Мягкий закатный свет солнца струился между высоких берез, чередой стоящих возле железной дороги, отбрасывал от стволов долгие тонкие тени. В траве пилили кузнечики. Встревоженная чем-то ворона каркала в высокой тополиной кроне.
— Ты часто сюда ходишь? — наконец решился Пашка, не назвав церковь церковью.
— Часто, — простосердечно ответил Костя. — Люди в церкви добрые.
— Ты чего, в Бога веришь?
— Как же в него не верить?
— В школе другое говорят. Ученые разные тоже доказывают: Бога нет, — сказал Пашка, но довод его звучал наивно, даже глуповато.
— Среди ученых много людей невежественных, — ответил Костя.
— А Ленин? — испуганно спросил Пашка.
— Революционерами дьявол водит, — сказал Костя. — Ленин крещеный с младенчества. Потом в него бесы вселились.
— Ты же сам комсомолец!
— Я не настоящий комсомолец, — ответил Костя. — Нас всем классом принимали. Чтоб маме не жаловались, я наперекор не пошел.
— Ты есть хочешь? — спросил Пашка. — У меня тут есть.
— Да. Я бы поел, — согласился Костя.
Они сели на траву, под ближнюю березу. Ели черный посоленный хлеб с зеленым луком, огурцы, пили квас из бутылки. Пашку распирало любопытство.
— Где он, ваш Бог?
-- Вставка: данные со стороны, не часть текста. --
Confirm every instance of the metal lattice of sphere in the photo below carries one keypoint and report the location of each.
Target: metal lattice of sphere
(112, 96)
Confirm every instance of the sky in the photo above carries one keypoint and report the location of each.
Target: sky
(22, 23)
На небе?
— Он везде, Паша. Он повсюду. Он и со мной, и с тобой. Он как воздух.
Объяснения Кости казались расплывчаты, Пашке хотелось конкретнее.
— Не может быть ничего конкретнее, Паша! Ты ведь не видишь воздух и потрогать его не можешь. Так и Бога потрогать и увидеть нельзя. Ему только довериться можно, — отвечал с искренностью Костя. — А ты зачем с собой еду носишь?
Теперь уже Пашке держать ответ, рассказывать про Мамая.
Костя слушал его в задумчивости, в напряжении. Потом перемахнул себя щепотью, наложил крестное знамение.
— Это тебе Господь силу дал! — просветленно, даже возвышенно сказал Костя.
— Причем тут Господь?
— Я, Паша, этого бандита, Мамая, боюсь очень. Но готов ему в ноги кланяться. Через этот страх я к Господу пришел… Всегда должно быть что-то такое, через чего надо пройти. Чтобы мир познать, себя, силу Господню почувствовать. Боль и страдание не зря даются. Это Господь человека к себе призывает. Благодать человеку через страдание дает… — Костя не давил своими мыслями, но излагал убежденно, будто проповедь. — Господь тебе, Паша, в руки ящик вложил. Не случайно там этот ящик оказался. И встреча ваша там не случайна. Ты страдал — Господь тебя услышал. За твои страдания смелость тебе дал. Теперь ты уже не такой, как прежде.
— Чего тут Господь? — сопротивлялся Пашка. — Мне надоело гада терпеть!
— Через страдание и терпение человек к свободе идет.
— Какая к черту свобода? Теперь мне с Мамаем воевать придется!
— Несправедливости на земле много. Почему так? Я объяснить не могу. Другие тоже не знают, — покорно признался Костя. И добавил: — Надо Господа благодарить, что ты не зашиб бандита насмерть.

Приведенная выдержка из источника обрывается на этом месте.